The pressure-cooked chef is putting the finishing touches to a contract that will see him take control of the boutique Maypole Group, which called in the receivers last month. It's an ambitious move that will see his portfolio outside London – he already runs pubs in Bristol, Newbury and Chester – more than double in size.
Among his new drinking holes is the ancient Angel Hotel in Lavenham; my man in the inglenook tells me locals are thrilled with the news, so long as he doesn't boot them out of the bar. When Marco took over the Yew Tree in Newbury, he put the price of a pint up to £5 – there may be trouble ahead.
She's the BBC's economics editor, but Stephanie Flanders appeared not to notice or care that a new Shadow Chancellor had been appointed on Thursday. Her blog, Stephanomics, has yet to remark upon recent events.
Could this have anything to do with the fact Flanders once went out with Ed Balls? Then again, she also dated Ed Miliband, and shared tutorials at Oxford with Yvette Cooper, so no wonder she's stuck to blogging about VAT.
Wiltshire County Council meets on Tuesday to discuss slashing its library services. Despite commissioning a report that concluded "professional staff are viewed as key to a libraries' [sic] success", the plan is to axe them in favour of volunteers.
So far, so Big Society. It might have been different had the council – to borrow that Tory mantra – mended the roof while the sun was shining: in recent years it has spent £475,000 on a rebranding exercise, and £35,000 on uniforms for librarians, despite their insistence they were quite happy wearing badges. So it must have cheered residents to read the headline on Devizes MP Claire Perry's column in the local Gazette and Herald: "Nothing to beat an old library for a good read."
La Perry was writing from the "hushed House of Commons library" and went into dewy-eyed reminiscences of her student days in the library at Brasenose College, Oxford. But astonishingly, she made no mention of the swingeing cuts about to be introduced. Does she even know?
Outraged Japanese viewers have prompted the BBC to apologise over a gag made on the quiz show QI. The jokes referred to Tsutomu Yamaguchi,the one official survivor of both 1945 atom bombs, who died last year aged 93.
What's odd is that it's not the first time the gag has been made: in 1997, a photo round in Have I Got News For You showed a lone figure walking through Hiroshima after the explosion, to which one contestant quipped: "One lucky survivor makes for the safety of Nagasaki." Nobody complained then, not even Mr Yamaguchi.

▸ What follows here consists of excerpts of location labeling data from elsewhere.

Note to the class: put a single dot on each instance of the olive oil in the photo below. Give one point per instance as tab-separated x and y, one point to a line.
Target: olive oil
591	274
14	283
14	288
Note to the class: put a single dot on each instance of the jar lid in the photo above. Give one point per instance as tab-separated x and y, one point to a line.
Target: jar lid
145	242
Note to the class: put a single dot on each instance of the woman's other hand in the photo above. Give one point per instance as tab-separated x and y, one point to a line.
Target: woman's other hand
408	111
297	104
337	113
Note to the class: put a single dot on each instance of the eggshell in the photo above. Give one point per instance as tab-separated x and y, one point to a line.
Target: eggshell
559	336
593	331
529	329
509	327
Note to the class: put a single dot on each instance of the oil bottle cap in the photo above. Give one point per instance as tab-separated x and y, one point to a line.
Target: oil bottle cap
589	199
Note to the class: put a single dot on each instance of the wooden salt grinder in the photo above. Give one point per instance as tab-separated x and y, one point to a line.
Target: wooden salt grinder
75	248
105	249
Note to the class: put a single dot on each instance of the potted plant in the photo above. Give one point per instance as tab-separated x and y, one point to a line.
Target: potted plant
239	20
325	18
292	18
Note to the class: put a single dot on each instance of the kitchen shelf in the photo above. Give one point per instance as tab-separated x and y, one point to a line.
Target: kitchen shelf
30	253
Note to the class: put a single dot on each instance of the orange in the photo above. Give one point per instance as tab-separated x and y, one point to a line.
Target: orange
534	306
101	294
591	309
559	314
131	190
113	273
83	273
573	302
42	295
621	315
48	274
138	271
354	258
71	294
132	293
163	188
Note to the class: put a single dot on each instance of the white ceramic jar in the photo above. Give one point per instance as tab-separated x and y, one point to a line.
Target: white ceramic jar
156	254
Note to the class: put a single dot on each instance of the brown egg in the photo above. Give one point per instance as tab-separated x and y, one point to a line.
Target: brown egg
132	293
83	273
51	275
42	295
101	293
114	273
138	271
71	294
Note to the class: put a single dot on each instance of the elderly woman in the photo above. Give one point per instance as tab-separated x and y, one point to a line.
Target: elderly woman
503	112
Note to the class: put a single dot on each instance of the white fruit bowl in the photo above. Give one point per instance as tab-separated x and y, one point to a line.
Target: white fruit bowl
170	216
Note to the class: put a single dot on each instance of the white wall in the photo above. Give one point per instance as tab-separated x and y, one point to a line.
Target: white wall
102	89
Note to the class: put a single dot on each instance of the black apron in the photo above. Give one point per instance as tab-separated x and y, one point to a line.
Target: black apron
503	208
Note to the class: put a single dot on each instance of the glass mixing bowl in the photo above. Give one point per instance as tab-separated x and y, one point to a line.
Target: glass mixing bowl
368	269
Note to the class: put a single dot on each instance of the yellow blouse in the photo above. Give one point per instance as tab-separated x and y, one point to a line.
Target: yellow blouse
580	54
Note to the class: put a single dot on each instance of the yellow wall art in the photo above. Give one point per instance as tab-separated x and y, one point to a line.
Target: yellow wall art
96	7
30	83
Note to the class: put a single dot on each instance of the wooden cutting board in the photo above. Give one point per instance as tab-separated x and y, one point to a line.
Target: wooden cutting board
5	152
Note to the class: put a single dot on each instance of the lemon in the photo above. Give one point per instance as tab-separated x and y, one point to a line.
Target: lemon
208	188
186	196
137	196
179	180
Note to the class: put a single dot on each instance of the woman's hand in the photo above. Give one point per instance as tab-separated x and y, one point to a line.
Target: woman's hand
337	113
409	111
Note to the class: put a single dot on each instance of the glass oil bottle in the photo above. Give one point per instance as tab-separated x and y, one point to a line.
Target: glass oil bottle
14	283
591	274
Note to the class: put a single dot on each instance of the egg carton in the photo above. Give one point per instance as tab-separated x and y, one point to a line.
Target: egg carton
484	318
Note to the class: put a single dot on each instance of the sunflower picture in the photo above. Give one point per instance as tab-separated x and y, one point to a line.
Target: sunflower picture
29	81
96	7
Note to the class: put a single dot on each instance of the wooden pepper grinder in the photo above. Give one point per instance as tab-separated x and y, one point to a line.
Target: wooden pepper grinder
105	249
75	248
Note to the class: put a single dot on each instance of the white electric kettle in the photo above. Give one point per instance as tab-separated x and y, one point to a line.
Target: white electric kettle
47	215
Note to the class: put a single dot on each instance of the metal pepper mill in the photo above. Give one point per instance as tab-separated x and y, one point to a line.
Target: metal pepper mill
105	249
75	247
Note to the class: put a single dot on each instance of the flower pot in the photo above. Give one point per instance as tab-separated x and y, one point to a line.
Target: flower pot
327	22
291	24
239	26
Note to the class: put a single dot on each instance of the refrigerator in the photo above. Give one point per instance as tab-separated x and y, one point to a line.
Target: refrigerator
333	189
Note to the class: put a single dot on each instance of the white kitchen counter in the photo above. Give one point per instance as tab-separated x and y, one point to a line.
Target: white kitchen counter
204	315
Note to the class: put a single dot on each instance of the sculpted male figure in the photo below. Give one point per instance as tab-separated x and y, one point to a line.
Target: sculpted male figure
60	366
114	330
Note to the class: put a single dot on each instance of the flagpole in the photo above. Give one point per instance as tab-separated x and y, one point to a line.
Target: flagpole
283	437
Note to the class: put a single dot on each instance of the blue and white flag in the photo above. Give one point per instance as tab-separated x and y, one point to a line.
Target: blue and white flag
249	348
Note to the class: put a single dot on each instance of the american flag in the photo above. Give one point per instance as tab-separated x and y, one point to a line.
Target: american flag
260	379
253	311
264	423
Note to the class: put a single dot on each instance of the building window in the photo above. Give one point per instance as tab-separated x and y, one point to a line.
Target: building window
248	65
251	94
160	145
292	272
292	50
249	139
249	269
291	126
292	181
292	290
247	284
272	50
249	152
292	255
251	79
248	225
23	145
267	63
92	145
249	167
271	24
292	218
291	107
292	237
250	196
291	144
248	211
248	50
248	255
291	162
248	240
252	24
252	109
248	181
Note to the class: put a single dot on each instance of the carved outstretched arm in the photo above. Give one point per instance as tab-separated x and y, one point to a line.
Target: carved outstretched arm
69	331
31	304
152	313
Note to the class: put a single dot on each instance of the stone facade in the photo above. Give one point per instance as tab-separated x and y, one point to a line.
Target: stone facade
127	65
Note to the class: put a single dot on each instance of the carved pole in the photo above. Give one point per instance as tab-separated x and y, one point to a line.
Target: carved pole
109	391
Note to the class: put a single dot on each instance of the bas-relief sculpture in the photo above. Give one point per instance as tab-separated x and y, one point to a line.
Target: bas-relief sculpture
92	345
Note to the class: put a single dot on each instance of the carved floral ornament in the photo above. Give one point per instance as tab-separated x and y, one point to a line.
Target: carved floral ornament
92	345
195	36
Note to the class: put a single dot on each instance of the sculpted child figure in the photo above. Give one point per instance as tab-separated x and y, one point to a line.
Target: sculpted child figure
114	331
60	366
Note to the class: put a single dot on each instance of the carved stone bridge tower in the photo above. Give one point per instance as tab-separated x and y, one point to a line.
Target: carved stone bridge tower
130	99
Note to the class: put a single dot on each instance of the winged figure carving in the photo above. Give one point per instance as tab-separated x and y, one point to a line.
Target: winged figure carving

If your name is Johnson, don't answer the door. Hacks from one Sunday newspaper have been scouring the country in search of Emma Johnson, daughter of the recently departed shadow chancellor Alan. We admire their hunger for a scoop, but they could have done a bit more homework – on Friday two of them knocked on the door of one Emma Johnson in Bracknell, Berkshire, near Alan's constituency of Slough. But as the electoral register would have shown, that particular Emma was unlikely to be his daughter, being married to a Robert Johnson.
Accountancy giants Price Waterhouse Coopers are putting on their 25th annual pantomime at the Peacock Theatre in London this week. Employees apparently like nothing better than to ditch the grey pinstripe for face paint, wigs and honky false boobs. This year they've chosen Pinocchio. One can only wonder what attracted a corporate accountancy firm to the story of the long-nosed little puppet.
It wasn't just Vanessa Whitburn who gave away the New Year Archers plotline. Eagle-eyed owners of the 2011 official Archers calendar – still for sale at Waitrose and on Amazon – will have spotted a striking omission in the photomontage of characters on the front cover. Nigel Pargetter had been killed off long before he fell from the roof.
"I learnt more about what was going on in Tunis from one of my minister's wives than from our embassy," Nicolas Sarkozy fumed last week. The wife in question must have been Yasmine Tordjman, the nubile 20-something art student wife of immigration minister Eric Besson, 52. Let's hope Sarko and Mrs Besson don't start discussing Uganda.